Dependency record requirements:

  • One file per dependency: docs/dependencies/<dependency-name>.md.
  • Record the failing version and a concise description of the failure.
  • Capture failure evidence (test command, error excerpt, and context).
  • Append a new entry for each failed re-test.
  • Keep the latest attempted version in the pyproject.toml comment.

See Dependency anchor records for the required format.

Pre-release dependencies

Pre-release dependencies are allowed only as narrow, explicitly approved exceptions.

Rules:

  • Pre-releases are allowed only in non-production environments.
  • Production use requires an explicit, documented override (mechanism TBD).
  • Pre-releases must be specified as exact versions only; no ranges or pre-release wildcard allowances are permitted.
  • A pre-release dependency can only be added or removed with explicit human confirmation.
  • The dependency must be tracked in a GitHub issue. If no issue exists, create one before adding the dependency.
  • pyproject.toml must include a comment immediately above the dependency specification that includes the issue URL.

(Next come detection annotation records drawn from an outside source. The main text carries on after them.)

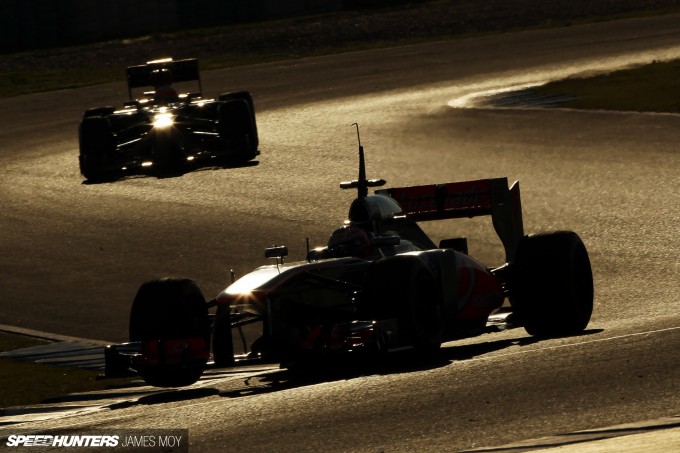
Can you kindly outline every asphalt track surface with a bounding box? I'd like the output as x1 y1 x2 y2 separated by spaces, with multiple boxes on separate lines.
0 16 680 451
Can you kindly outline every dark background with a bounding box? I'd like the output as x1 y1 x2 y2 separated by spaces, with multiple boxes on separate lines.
0 0 680 53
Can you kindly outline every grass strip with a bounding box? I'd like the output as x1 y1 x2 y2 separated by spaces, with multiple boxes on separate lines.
534 60 680 113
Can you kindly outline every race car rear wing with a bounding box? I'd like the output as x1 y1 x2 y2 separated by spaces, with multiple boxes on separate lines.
126 58 203 99
376 178 524 262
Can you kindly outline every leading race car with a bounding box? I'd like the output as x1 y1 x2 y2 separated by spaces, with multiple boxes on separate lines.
79 58 259 181
106 137 593 387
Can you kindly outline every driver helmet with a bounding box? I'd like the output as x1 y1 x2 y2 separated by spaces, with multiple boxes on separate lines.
328 225 371 258
149 68 172 87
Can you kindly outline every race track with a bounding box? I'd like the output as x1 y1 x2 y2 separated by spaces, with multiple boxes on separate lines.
0 12 680 451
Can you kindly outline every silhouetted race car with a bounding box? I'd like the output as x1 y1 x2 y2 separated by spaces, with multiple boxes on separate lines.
106 136 593 387
79 58 259 180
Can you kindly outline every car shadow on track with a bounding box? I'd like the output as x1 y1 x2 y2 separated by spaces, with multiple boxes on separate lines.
82 160 260 185
219 329 602 398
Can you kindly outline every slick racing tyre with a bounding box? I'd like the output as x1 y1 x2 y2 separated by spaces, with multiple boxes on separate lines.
79 116 116 181
218 91 260 148
212 305 235 367
130 278 210 387
366 255 444 356
510 231 594 337
217 99 259 161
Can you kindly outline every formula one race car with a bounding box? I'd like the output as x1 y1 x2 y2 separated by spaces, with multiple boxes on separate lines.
79 58 259 180
106 137 593 387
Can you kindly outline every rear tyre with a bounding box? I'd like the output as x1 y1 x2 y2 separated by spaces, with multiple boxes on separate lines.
79 116 116 181
366 255 444 356
510 231 594 337
130 278 210 387
212 305 235 367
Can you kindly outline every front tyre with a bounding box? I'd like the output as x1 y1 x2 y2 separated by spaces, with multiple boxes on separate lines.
217 99 259 161
130 278 210 387
212 305 236 367
78 116 116 181
510 231 594 337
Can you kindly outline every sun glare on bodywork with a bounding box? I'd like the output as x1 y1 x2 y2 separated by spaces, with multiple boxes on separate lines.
153 112 174 129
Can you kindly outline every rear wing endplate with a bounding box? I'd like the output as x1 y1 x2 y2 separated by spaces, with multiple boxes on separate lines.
376 178 524 262
126 58 203 99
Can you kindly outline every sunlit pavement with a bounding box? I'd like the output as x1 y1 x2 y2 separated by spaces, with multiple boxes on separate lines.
0 324 680 453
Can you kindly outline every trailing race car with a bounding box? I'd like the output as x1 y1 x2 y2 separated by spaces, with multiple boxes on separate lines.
106 135 593 387
79 58 259 180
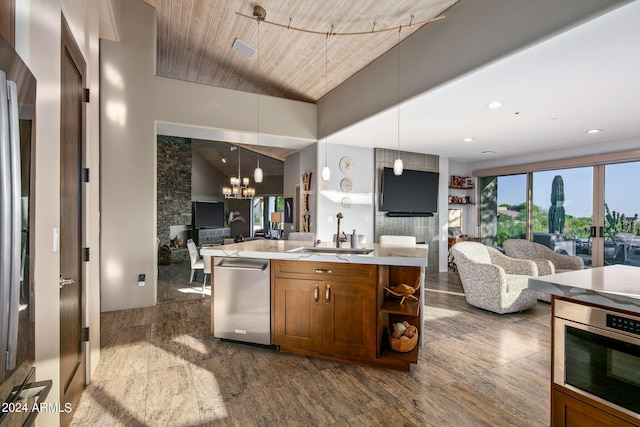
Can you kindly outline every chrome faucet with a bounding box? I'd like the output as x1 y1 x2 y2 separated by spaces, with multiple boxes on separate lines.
336 212 347 248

During the start-of-cycle dependency update, always pause to confirm with a human owner that any pre-release dependency is still required.

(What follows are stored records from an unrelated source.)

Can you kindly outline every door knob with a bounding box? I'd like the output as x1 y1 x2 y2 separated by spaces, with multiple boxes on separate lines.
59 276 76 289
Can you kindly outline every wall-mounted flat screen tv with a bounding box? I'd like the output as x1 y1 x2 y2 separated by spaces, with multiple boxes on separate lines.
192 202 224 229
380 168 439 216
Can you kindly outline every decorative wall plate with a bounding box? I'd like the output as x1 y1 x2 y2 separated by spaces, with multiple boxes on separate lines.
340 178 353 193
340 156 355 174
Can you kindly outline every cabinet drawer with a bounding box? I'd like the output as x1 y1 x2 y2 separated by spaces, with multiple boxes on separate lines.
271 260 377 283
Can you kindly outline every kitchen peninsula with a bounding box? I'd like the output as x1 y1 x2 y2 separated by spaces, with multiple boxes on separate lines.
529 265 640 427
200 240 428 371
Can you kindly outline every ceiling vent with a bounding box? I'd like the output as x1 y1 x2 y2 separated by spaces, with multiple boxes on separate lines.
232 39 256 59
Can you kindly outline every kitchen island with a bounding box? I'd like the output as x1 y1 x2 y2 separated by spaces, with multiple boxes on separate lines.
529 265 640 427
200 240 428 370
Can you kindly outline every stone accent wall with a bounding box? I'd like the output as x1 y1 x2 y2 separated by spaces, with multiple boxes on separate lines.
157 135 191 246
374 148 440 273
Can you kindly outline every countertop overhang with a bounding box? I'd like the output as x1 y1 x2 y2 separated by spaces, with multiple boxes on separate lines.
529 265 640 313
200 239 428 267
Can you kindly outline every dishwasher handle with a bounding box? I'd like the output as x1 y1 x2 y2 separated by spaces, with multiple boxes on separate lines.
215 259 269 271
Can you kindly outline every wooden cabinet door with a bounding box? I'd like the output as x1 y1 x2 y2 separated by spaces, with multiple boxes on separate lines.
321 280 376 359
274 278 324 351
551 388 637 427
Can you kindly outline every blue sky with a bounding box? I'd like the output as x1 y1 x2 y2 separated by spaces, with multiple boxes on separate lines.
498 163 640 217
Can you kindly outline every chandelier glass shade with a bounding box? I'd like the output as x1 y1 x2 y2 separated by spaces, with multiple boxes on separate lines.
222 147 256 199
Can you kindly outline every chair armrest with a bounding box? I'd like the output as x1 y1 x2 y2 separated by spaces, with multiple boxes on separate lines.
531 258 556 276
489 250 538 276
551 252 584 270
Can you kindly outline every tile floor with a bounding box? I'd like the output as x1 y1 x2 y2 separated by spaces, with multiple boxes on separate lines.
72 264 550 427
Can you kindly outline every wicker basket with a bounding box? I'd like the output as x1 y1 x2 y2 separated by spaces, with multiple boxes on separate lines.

When removing a pre-release dependency:

  • If the issue was created solely to track the dependency, close it.
  • If the issue tracks broader work, add a comment noting the removal.

Security-driven updates

If a vulnerability scan fails during a development cycle, update dependencies immediately:

  • Update pyproject.toml as required.
  • Regenerate uv.lock.
  • Re-export any requirements files derived from the lockfile.
  • Run a dependency audit against the exported requirements before committing.

Locked dependency review

At the start of each upgrade cycle (PATCH, MINOR, or MAJOR), review any pinned or tightly constrained dependencies and confirm each pin is still required. Remove unnecessary pins before completing the cycle-opening update.

Enforcement

Violations are fatal exceptions that block merges, releases, and deployments.

CI must fail when:

  • uv.lock is out of sync with pyproject.toml
  • a dependency spec is constrained without documented justification
  • a dependency anchor lacks the required pyproject.toml comment
  • a dependency anchor lacks a record in docs/dependencies/
  • a pre-release dependency is used without an exact version pin
  • a pre-release dependency lacks an issue link in pyproject.toml
  • a pre-release dependency is included in production without a documented override
  • dependency updates occur after a vulnerability scan failure without a documented dependency audit
  • dependency updates occur without the required validation run

Examples (TODO)

  • Default * specifications and constrained exceptions.
  • Patch-cycle update checklist in practice.
  • Justified pinning due to upstream regression.
  • Dependency addition for new functionality.